Размер шрифта
-
+

Вернувшись из ада - стр. 5

Моё везение заканчивается неожиданно. Ауфзеерка вдруг начинает бить меня, а потом куда-то гонит, помогая хлыстом. Я просто визжу уже от боли, но, оказавшись в каком-то белом помещении, понимаю – сейчас будут «опыты». Меня будут мучить так, как ещё не мучили до этого.

– Ausziehen!4 – звучит команда.

Я уже знаю, что она значит, поэтому стягиваю пропитанное кое-где кровью платье. Грубо схватив за руку, меня сажают в то самое кресло и, прошипев что-то о колдовской твари, привязывают. Кажется, страшнее быть уже и не может, но тут я вижу нечто, от чего чуть не теряю сознание: под какое-то странное жужжание острый даже на вид нож медленно приближается к моему… ну… Я бьюсь в путах, стараясь вырваться, но тут что-то происходит, и всё гаснет.

Очнувшись, я обнаруживаю себя совсем в другом бараке. Кроме меня здесь почти без движения лежат ещё два мальчика лет семи и постоянно плачущая пятилетняя на вид девочка. Не понимая, что происходит, я тем не менее веду себя очень тихо, чтобы не привлекать внимания. Но ауфзеерки о нас всё равно не забывают.

Спустя неделю нас просто как дрова закидывают в большой грузовик. Я понимаю – это и есть газенваген. Сейчас я буду умирать. Мысленно прощаюсь с папой, Швейцарией и даже с мамой, хоть она и бывала похожей на ауфзеерку. Но самое главное – я прощаюсь со своей лагерной мамой, показавшей мне, какой может быть настоящая… мама.

Но грузовик едет, а мы не умираем, тогда один мальчик, непонятно откуда взявшийся в женском лагере, тихо говорит что-то о переводе в другой лагерь. Но в другой лагерь чаще всего переводят для уничтожения, значит, это просто отсрочка и ничего больше. Так мы едем час, другой, третий, а затем грузовик останавливается, и нас всех выгоняют из машины. Затихшая пятилетняя девочка молчит, и тут я вижу, что всё рассказанное мне – правда. Страшный палач в чёрном просто кидает её тело на кучу голых тел, сообщив: «Крематориум!»5, а нас гонят дальше.

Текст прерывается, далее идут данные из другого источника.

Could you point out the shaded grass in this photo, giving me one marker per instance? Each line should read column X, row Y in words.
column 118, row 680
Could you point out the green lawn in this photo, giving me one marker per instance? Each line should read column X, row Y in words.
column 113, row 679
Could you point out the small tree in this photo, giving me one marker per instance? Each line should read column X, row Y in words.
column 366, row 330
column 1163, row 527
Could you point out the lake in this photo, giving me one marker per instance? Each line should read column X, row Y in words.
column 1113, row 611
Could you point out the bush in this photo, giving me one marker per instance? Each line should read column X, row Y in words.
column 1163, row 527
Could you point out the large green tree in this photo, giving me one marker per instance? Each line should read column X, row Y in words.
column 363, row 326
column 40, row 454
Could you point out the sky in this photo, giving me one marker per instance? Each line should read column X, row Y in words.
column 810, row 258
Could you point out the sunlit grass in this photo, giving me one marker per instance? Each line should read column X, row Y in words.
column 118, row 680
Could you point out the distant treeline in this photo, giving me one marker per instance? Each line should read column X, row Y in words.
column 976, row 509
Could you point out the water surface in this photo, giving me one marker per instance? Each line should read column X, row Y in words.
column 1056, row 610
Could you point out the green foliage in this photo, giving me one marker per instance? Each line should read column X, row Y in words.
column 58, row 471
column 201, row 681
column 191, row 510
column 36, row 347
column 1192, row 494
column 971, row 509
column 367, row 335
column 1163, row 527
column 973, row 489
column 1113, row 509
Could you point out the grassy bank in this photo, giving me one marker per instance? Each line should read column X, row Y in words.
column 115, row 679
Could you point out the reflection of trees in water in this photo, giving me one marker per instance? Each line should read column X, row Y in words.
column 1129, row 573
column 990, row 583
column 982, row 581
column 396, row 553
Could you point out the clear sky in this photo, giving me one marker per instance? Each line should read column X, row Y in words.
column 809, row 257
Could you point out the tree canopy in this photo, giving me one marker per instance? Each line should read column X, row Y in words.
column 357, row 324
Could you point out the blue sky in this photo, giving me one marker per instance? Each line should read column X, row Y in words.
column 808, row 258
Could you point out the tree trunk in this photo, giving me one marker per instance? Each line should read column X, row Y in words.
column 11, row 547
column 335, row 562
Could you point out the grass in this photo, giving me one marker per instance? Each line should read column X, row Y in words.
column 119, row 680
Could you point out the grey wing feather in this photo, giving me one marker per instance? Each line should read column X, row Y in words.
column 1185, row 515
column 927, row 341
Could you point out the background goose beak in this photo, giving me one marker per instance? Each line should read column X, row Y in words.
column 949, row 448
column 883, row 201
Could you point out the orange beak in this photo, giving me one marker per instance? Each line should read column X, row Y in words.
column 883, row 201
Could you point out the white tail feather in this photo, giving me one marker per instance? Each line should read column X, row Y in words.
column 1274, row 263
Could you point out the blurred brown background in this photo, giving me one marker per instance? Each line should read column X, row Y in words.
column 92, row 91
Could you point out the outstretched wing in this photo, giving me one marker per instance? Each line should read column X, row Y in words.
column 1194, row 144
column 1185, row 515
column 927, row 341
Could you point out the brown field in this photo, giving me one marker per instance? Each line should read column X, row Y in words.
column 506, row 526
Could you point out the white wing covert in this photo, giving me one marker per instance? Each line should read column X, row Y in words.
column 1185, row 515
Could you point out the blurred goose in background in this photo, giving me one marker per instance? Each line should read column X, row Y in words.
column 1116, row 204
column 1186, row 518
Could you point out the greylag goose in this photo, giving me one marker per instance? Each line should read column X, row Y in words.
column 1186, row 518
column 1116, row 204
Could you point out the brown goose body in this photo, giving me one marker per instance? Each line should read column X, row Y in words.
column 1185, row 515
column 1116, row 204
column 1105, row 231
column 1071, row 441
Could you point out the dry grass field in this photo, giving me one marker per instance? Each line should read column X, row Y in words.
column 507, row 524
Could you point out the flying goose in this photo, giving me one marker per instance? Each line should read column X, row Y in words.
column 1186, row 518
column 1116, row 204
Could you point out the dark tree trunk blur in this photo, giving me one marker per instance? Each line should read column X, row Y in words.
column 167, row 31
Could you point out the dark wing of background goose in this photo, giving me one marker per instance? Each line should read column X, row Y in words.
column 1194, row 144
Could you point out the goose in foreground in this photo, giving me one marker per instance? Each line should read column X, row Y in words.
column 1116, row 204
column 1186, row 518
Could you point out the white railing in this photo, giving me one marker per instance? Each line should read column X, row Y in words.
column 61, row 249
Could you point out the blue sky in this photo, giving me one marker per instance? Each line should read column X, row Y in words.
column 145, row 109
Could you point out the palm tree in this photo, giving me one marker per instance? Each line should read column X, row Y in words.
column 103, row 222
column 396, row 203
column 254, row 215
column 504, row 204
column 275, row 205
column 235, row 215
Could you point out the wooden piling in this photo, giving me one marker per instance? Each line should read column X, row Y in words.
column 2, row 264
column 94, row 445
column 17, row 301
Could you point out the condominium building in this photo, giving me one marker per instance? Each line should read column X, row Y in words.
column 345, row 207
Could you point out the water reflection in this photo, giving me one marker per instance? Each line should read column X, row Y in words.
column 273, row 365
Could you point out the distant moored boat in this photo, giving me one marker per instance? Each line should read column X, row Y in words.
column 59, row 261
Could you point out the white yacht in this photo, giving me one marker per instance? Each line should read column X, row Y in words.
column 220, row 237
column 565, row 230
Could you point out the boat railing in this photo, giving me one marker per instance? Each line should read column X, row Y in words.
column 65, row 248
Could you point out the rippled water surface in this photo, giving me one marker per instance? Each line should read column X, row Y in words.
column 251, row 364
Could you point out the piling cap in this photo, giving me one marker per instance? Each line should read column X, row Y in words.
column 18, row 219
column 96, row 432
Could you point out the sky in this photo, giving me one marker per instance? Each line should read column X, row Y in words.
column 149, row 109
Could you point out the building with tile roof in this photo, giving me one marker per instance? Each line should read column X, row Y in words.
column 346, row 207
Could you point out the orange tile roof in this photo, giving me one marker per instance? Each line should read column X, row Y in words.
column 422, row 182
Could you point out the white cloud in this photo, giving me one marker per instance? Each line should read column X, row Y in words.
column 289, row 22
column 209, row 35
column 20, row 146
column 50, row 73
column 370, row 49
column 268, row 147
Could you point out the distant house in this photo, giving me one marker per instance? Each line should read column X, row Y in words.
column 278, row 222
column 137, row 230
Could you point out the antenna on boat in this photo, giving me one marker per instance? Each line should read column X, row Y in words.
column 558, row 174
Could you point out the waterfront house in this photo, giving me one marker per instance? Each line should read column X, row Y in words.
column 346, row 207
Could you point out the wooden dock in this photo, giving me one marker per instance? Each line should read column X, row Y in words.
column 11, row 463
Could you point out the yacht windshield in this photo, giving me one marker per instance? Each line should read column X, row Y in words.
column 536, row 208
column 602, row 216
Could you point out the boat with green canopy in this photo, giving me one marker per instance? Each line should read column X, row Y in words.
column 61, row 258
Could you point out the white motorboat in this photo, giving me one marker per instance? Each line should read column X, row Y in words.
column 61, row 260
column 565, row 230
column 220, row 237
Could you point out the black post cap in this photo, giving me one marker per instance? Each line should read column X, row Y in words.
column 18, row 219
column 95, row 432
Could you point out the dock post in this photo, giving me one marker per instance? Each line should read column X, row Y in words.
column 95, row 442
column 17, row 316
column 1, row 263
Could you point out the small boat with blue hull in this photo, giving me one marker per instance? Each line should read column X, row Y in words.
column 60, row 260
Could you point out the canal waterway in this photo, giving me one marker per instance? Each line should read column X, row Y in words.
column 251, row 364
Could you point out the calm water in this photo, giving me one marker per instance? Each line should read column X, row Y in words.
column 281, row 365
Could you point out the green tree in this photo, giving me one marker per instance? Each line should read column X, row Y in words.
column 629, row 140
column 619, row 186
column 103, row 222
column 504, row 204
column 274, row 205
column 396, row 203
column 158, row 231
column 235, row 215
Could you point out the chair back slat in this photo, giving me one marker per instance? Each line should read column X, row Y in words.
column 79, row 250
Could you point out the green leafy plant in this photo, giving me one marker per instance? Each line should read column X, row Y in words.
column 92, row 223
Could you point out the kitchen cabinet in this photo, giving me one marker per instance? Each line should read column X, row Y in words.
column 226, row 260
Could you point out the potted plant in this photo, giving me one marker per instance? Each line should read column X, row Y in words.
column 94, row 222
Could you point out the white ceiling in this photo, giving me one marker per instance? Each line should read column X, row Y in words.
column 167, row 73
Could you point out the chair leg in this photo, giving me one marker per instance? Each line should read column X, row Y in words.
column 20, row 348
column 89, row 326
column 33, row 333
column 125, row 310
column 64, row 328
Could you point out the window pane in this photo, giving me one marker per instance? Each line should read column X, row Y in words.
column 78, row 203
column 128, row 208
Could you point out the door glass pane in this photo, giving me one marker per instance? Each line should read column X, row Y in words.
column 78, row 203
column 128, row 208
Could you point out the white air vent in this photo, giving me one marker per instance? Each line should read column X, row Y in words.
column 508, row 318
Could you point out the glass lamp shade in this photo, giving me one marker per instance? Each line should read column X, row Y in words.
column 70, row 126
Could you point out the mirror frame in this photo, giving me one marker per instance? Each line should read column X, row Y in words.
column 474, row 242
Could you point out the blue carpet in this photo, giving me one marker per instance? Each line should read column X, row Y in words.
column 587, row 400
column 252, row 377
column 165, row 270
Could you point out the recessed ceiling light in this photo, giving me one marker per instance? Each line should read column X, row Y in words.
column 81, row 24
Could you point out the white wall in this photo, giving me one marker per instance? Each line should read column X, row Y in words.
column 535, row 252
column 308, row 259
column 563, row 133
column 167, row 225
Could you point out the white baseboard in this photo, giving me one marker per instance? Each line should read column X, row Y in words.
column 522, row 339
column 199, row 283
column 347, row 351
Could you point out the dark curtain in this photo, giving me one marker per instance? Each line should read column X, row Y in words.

Заставив опять раздеться, меня засовывают под ледяной душ, а потом приказывают стоять в очереди. И лишь увидев чёрные цифры на своей руке, я понимаю, где оказалась. Об этом месте я знаю только то, что здесь всех убивают. Значит, и меня. Скоро.

Но смерть приходит не сразу. Сначала я оказываюсь в ещё более жутком месте. В большом бараке много детей разного возраста. Здесь живёт страх, я чувствую его! Этот страх грызёт нас в жутком бараке, полном детских слёз. Каждый день то одного, то другого ребёнка забирают куда-то. Иногда их возвращают, иногда нет. Иногда дети умирают в страшных муках на руках заботящихся о них старших. На моих руках. Чувствовать, как жизнь уходит из маленького тела, и не мочь ничего сделать – вот где ужас! Мне сменили номер, но теперь нет лагерной мамы, чтобы звать меня по имени. В этом жутком месте я сама становлюсь той, кого зовут мамой умирающие дети.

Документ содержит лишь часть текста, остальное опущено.